Diese Fragen stellte sich Stabsarzt Clipton, der zu den fünfhundert unglücklichen, von den Japanern in das Lager am Kwai-Fluß verschleppten Kriegsgefangenen gehörte, die gemeinsam mit weiteren sechzigtausend, in Einzelkommandos aufgeteilten Engländern, Holländern, Australiern und Amerikanern in der unzivilisiertesten Gegend der Welt – im Dschungel von Thailand und Burma – eine Eisenbahnstrecke bauen sollten, um den Golf von Bengalen mit Bangkok und Singapur zu verbinden.
Manchmal bejahte Clipton diese Fragen, wobei er sich jedoch klar darüber war, daß eine solche Betrachtungsweise etwas Paradoxes hatte und eine gewisse Erhabenheit über die gegebene Wirklichkeit verlangte. Um die Dinge in diesem Licht zu sehen, mußte man den Rippenstößen, den Kolbenschlägen und anderen Gewalttätigkeiten, in denen die japanische Seele sich Luft machte, ebenso jede reale Bedeutung absprechen wie der gußeisernen Art, in der Oberst Nicholson seine Würde zur Schau trug – eine Haltung, die er gern als Waffe benutzte, um die britische Überlegenheit darzutun. Clipton machte sich indessen diese Betrachtungsweise nur dann zu eigen, wenn ihn das Verhalten seines Vorgesetzten in eine solche Wut versetzte, daß sein Verstand sich nicht anders als durch rein theoretische und sehr intensive Untersuchung der Grundprobleme beruhigen ließ.
Seine Betrachtungen führten ihn dann unweigerlich zu dem Schluß, daß alle Charaktereigenschaften, die Oberst Nicholsons Persönlichkeit ausmachten – sein Pflichtgefühl, sein Festhalten an den Tugenden der Vorfahren, sein Autoritätsglauben, sein Hang zur Disziplin und seine leidenschaftliche Besessenheit, eine Aufgabe korrekt durchzuführen –, sich am besten in dem Wort »militärischer Snobismus« zusammenfassen ließen. Ja, sooft er diese Dinge fieberhaft untersuchte, hielt er Oberst Nicholson für einen Snob, für den vollendeten Typ eines militärischen Snobs.
Im übrigen war Clipton von Natur aus ein objektiver Mensch und besaß die seltene Gabe, ein Problem unter sehr verschiedenen Gesichtspunkten betrachten zu können.

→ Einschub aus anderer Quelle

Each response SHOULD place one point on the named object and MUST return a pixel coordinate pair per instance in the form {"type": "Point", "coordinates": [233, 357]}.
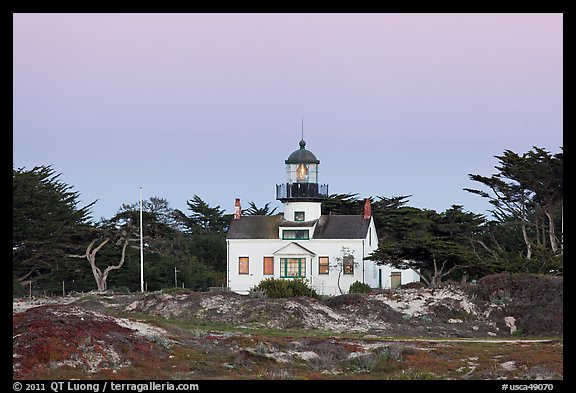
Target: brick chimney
{"type": "Point", "coordinates": [367, 209]}
{"type": "Point", "coordinates": [237, 209]}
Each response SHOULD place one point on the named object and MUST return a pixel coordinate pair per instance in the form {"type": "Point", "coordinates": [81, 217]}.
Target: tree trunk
{"type": "Point", "coordinates": [552, 232]}
{"type": "Point", "coordinates": [339, 274]}
{"type": "Point", "coordinates": [524, 232]}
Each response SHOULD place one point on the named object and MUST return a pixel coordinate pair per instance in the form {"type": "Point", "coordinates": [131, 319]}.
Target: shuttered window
{"type": "Point", "coordinates": [269, 265]}
{"type": "Point", "coordinates": [243, 265]}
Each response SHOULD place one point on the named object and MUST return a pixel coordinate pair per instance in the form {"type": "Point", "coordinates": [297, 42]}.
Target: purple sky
{"type": "Point", "coordinates": [211, 104]}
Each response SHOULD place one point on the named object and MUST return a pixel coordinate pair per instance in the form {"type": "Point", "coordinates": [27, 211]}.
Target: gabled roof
{"type": "Point", "coordinates": [333, 226]}
{"type": "Point", "coordinates": [255, 227]}
{"type": "Point", "coordinates": [294, 249]}
{"type": "Point", "coordinates": [327, 227]}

Sobald es ihm gelungen war, die Gemütserregungen, die gewisse Verhaltensweisen seines Obersten bei ihm auslösten, mit Hilfe seiner Betrachtungen etwas zu beschwichtigen, wurde er plötzlich nachsichtig und anerkannte beinahe gerührt die hohen Tugenden des Obersten Nicholson. Er sagte sich dann: wenn diese Tugenden wirklich das Wesen eines Snobs ausmachten, müßte man logischerweise auch die bewundernswertesten aller Gefühle in die gleiche Kategorie einreihen und käme schließlich so weit, in der Mutterliebe die extremste Äußerung von Snobismus zu erblicken.
Der Respekt, den Oberst Nicholson vor der Disziplin empfand, war schon früher in verschiedenen Gegenden Asiens und Afrikas berühmt geworden. Er hatte sich nach dem unheilvollen Zusammenbruch, der auf die Invasion in Malakka 1942 in Singapur folgte, erneut bestätigt.
Nachdem das Oberkommando Befehl gegeben hatte, die Waffen niederzulegen, war von einer Gruppe junger Offiziere seines Regiments ein Plan ausgearbeitet worden, wie man die Küste erreichen, sich einiger Schiffe bemächtigen und in Richtung auf die holländischen Inseln segeln könnte.
Doch Oberst Nicholson hatte, bei aller Anerkennung ihrer Begeisterung und ihres Mutes, diesen Plan mit allen ihm noch zur Verfügung stehenden Mitteln bekämpft.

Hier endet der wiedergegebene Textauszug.